He shakes his head, clearing the unpleasant memories. The dope is making him crave sugar, so he dumps five packets into the rapidly cooling coffee, stirring distractedly. His phone beeps but it’s just Pepper Jack, checking in on his prize ho, so Dennis drains his coffee, texts back, then applies his makeup and gets ready to begin another day.
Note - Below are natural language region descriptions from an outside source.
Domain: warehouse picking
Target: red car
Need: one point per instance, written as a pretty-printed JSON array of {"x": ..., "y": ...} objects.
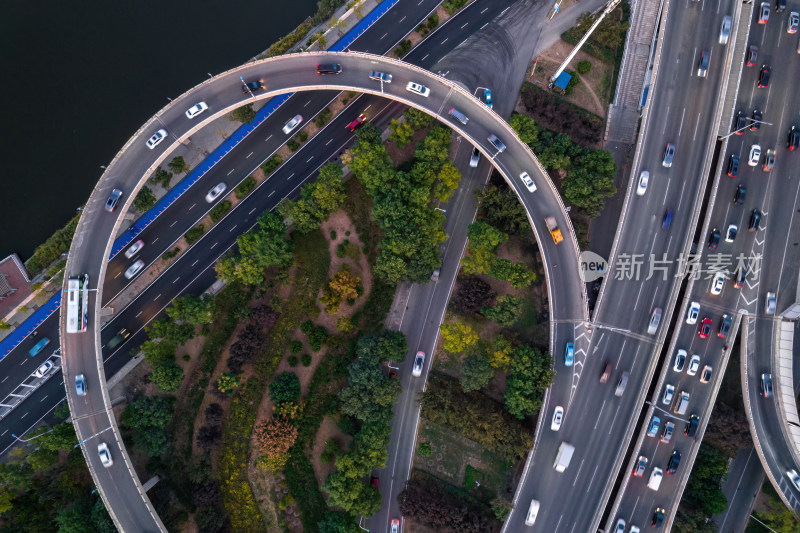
[
  {"x": 705, "y": 328},
  {"x": 357, "y": 122}
]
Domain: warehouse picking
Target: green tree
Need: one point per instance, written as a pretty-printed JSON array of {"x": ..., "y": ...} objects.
[
  {"x": 401, "y": 133},
  {"x": 157, "y": 353},
  {"x": 195, "y": 310},
  {"x": 167, "y": 377},
  {"x": 448, "y": 179},
  {"x": 501, "y": 208},
  {"x": 170, "y": 332},
  {"x": 284, "y": 388},
  {"x": 178, "y": 165},
  {"x": 244, "y": 114},
  {"x": 417, "y": 119},
  {"x": 525, "y": 127},
  {"x": 475, "y": 372},
  {"x": 144, "y": 200},
  {"x": 507, "y": 310},
  {"x": 147, "y": 418},
  {"x": 458, "y": 337},
  {"x": 531, "y": 373}
]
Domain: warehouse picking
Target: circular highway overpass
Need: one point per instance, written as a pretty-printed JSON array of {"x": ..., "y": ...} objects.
[{"x": 121, "y": 490}]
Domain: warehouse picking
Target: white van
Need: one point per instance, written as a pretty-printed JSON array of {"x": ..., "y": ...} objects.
[
  {"x": 533, "y": 511},
  {"x": 655, "y": 479}
]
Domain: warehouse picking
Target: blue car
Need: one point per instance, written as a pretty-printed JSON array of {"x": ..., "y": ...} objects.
[
  {"x": 80, "y": 385},
  {"x": 667, "y": 221},
  {"x": 569, "y": 354},
  {"x": 653, "y": 429},
  {"x": 39, "y": 346}
]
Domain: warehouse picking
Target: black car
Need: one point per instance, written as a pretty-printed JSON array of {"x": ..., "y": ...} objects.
[
  {"x": 725, "y": 326},
  {"x": 658, "y": 517},
  {"x": 252, "y": 86},
  {"x": 691, "y": 428},
  {"x": 329, "y": 68},
  {"x": 674, "y": 461},
  {"x": 763, "y": 79},
  {"x": 794, "y": 138},
  {"x": 755, "y": 220},
  {"x": 755, "y": 124},
  {"x": 733, "y": 165},
  {"x": 713, "y": 240},
  {"x": 741, "y": 193},
  {"x": 741, "y": 123}
]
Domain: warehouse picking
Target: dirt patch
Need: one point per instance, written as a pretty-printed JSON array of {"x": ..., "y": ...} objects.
[
  {"x": 327, "y": 432},
  {"x": 593, "y": 91}
]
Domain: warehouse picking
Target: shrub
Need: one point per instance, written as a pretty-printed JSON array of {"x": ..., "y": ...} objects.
[
  {"x": 194, "y": 233},
  {"x": 144, "y": 200},
  {"x": 219, "y": 210},
  {"x": 245, "y": 187},
  {"x": 323, "y": 117},
  {"x": 284, "y": 388},
  {"x": 424, "y": 449},
  {"x": 170, "y": 254},
  {"x": 402, "y": 48},
  {"x": 271, "y": 164}
]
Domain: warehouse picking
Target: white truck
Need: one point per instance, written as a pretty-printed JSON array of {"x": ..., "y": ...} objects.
[{"x": 564, "y": 456}]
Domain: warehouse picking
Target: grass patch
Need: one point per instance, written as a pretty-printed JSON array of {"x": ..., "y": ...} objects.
[
  {"x": 245, "y": 187},
  {"x": 453, "y": 459},
  {"x": 219, "y": 210}
]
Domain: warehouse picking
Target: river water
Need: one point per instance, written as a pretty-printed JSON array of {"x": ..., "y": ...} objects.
[{"x": 79, "y": 78}]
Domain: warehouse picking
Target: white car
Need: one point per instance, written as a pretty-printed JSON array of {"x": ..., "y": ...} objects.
[
  {"x": 717, "y": 283},
  {"x": 418, "y": 88},
  {"x": 644, "y": 177},
  {"x": 157, "y": 137},
  {"x": 526, "y": 179},
  {"x": 755, "y": 155},
  {"x": 694, "y": 364},
  {"x": 680, "y": 360},
  {"x": 794, "y": 478},
  {"x": 692, "y": 313},
  {"x": 134, "y": 249},
  {"x": 42, "y": 371},
  {"x": 794, "y": 21},
  {"x": 105, "y": 454},
  {"x": 533, "y": 511},
  {"x": 558, "y": 416},
  {"x": 730, "y": 235},
  {"x": 419, "y": 362},
  {"x": 669, "y": 393},
  {"x": 134, "y": 269},
  {"x": 196, "y": 109},
  {"x": 292, "y": 124},
  {"x": 214, "y": 193}
]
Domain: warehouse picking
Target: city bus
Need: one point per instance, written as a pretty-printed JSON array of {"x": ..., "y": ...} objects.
[{"x": 77, "y": 303}]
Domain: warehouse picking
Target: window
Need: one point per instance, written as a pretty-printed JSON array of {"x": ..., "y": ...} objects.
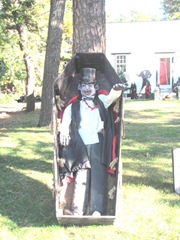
[{"x": 120, "y": 62}]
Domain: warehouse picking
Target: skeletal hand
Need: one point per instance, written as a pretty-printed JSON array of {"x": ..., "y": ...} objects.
[
  {"x": 118, "y": 86},
  {"x": 64, "y": 140}
]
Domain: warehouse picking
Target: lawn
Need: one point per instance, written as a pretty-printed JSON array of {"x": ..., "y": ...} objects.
[{"x": 151, "y": 209}]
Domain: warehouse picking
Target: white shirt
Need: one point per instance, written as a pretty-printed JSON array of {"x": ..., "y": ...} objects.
[{"x": 91, "y": 122}]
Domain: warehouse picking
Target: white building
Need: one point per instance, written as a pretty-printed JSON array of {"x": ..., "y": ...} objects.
[{"x": 134, "y": 46}]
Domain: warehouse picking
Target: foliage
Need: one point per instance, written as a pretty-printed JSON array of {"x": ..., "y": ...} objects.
[
  {"x": 150, "y": 208},
  {"x": 34, "y": 16},
  {"x": 171, "y": 9}
]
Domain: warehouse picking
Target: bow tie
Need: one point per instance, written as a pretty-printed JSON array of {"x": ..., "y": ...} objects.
[{"x": 88, "y": 98}]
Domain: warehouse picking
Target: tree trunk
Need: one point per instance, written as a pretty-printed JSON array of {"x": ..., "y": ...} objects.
[
  {"x": 52, "y": 59},
  {"x": 30, "y": 81},
  {"x": 89, "y": 26}
]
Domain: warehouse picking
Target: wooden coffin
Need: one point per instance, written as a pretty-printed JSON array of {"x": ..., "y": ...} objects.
[{"x": 65, "y": 88}]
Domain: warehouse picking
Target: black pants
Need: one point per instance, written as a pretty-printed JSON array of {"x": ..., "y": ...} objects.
[{"x": 90, "y": 184}]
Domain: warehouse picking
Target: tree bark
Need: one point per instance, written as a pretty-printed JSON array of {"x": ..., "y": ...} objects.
[
  {"x": 30, "y": 80},
  {"x": 89, "y": 26},
  {"x": 52, "y": 59}
]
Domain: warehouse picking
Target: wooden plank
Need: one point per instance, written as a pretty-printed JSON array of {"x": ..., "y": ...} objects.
[{"x": 176, "y": 169}]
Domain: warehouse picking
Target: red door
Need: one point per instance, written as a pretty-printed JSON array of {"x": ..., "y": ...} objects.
[{"x": 164, "y": 76}]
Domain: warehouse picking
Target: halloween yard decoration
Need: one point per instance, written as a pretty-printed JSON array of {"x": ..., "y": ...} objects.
[{"x": 87, "y": 125}]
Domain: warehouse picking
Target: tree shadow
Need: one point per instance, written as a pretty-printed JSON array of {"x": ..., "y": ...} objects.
[{"x": 25, "y": 200}]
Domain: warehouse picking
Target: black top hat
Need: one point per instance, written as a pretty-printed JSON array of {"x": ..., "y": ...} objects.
[{"x": 88, "y": 75}]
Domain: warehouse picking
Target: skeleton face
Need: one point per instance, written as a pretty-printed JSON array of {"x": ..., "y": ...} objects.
[{"x": 87, "y": 90}]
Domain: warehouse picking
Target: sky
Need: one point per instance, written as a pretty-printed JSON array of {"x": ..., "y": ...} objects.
[{"x": 148, "y": 7}]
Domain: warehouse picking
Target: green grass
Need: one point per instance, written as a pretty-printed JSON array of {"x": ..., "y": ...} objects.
[{"x": 151, "y": 209}]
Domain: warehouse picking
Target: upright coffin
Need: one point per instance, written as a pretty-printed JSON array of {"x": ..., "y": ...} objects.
[{"x": 65, "y": 89}]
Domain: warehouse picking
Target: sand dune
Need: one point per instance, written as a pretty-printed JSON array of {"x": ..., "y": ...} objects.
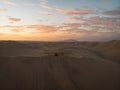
[{"x": 77, "y": 66}]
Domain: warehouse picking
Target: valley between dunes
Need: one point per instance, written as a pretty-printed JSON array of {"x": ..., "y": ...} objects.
[{"x": 30, "y": 65}]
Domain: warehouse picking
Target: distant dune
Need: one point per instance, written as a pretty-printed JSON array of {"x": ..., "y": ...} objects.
[{"x": 59, "y": 65}]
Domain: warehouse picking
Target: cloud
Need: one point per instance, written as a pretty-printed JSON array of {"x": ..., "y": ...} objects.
[
  {"x": 43, "y": 28},
  {"x": 115, "y": 12},
  {"x": 44, "y": 5},
  {"x": 76, "y": 18},
  {"x": 30, "y": 4},
  {"x": 75, "y": 11},
  {"x": 3, "y": 9},
  {"x": 9, "y": 2},
  {"x": 14, "y": 19},
  {"x": 46, "y": 13},
  {"x": 104, "y": 21}
]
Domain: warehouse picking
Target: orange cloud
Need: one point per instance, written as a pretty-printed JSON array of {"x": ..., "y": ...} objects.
[
  {"x": 44, "y": 5},
  {"x": 47, "y": 13},
  {"x": 76, "y": 11},
  {"x": 43, "y": 28},
  {"x": 3, "y": 9},
  {"x": 76, "y": 18},
  {"x": 14, "y": 19},
  {"x": 9, "y": 2}
]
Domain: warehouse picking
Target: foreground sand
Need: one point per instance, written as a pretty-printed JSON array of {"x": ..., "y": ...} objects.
[{"x": 78, "y": 66}]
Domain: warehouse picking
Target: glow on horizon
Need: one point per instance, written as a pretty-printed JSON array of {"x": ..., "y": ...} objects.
[{"x": 52, "y": 20}]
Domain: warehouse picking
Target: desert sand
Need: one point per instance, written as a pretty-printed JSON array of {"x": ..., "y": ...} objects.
[{"x": 30, "y": 65}]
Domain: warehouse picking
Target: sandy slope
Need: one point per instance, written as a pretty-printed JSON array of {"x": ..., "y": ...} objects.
[{"x": 78, "y": 66}]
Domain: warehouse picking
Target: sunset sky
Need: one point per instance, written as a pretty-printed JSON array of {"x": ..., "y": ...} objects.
[{"x": 52, "y": 20}]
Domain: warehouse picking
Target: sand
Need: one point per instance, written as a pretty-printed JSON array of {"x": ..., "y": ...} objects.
[{"x": 77, "y": 66}]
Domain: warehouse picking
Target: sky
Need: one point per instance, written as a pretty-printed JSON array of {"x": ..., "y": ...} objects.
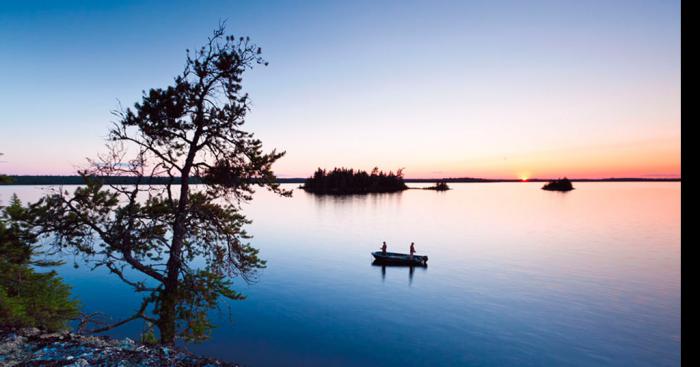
[{"x": 494, "y": 89}]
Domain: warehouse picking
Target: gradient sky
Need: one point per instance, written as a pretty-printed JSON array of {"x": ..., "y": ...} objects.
[{"x": 443, "y": 88}]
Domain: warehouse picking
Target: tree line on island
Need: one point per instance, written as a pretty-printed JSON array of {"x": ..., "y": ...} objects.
[{"x": 348, "y": 181}]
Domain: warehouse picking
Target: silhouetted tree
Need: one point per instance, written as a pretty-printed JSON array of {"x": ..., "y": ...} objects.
[
  {"x": 29, "y": 298},
  {"x": 191, "y": 128}
]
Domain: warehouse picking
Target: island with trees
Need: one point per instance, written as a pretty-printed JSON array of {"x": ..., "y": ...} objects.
[
  {"x": 562, "y": 184},
  {"x": 345, "y": 181},
  {"x": 439, "y": 186}
]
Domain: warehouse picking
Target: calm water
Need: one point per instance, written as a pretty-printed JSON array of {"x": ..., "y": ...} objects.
[{"x": 517, "y": 276}]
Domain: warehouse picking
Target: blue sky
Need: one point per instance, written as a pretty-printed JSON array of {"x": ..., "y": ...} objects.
[{"x": 442, "y": 88}]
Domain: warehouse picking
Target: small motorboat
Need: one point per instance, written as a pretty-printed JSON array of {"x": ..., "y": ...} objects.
[{"x": 394, "y": 258}]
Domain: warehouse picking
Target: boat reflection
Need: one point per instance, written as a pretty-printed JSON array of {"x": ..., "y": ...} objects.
[{"x": 411, "y": 269}]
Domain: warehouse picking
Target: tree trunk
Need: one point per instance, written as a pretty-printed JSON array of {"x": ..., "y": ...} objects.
[{"x": 167, "y": 314}]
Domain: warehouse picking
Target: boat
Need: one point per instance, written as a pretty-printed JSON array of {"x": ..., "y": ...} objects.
[{"x": 395, "y": 258}]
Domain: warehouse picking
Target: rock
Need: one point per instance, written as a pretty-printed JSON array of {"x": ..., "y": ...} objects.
[{"x": 32, "y": 347}]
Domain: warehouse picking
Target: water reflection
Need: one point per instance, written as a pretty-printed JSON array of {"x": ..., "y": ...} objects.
[{"x": 411, "y": 269}]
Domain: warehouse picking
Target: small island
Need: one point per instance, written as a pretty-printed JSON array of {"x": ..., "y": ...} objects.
[
  {"x": 562, "y": 184},
  {"x": 439, "y": 186},
  {"x": 344, "y": 181}
]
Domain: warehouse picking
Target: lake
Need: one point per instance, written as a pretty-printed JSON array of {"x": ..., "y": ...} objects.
[{"x": 516, "y": 276}]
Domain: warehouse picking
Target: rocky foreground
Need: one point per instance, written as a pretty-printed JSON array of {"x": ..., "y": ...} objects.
[{"x": 31, "y": 347}]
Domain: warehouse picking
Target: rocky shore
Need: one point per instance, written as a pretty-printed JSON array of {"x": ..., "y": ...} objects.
[{"x": 31, "y": 347}]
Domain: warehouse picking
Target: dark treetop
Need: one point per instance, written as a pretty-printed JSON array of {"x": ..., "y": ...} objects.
[{"x": 193, "y": 128}]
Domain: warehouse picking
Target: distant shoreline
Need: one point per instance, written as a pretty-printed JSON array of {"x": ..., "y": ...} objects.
[{"x": 77, "y": 180}]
When he leaves the room, he checks his reflection in the mirror. _Perfect_ , he thinks, giving a twirl and letting his skirt flutter against his legs. He makes a good woman: his legs are slim and well-muscled, and his blonde hair falls down to his shoulders in gentle curls; the only thing that could give him away is the hint of a beard along his jawline but the foundation does a good job of covering up that imperfection, it’s nearly imperceptible.

Dennis blows a kiss at his reflection and locks the door behind him.

 

 

He arrives at the abandoned house at 99 East Seltzer Street just after three in the afternoon. It’s unusually quiet: a handful of junkies are fixing in the abandoned living room, ignoring the three women sitting on a sagging couch and checking their makeup in their compact mirror.

“How’s Pepper Jack’s finest ho?” a deep, rich baritone asks.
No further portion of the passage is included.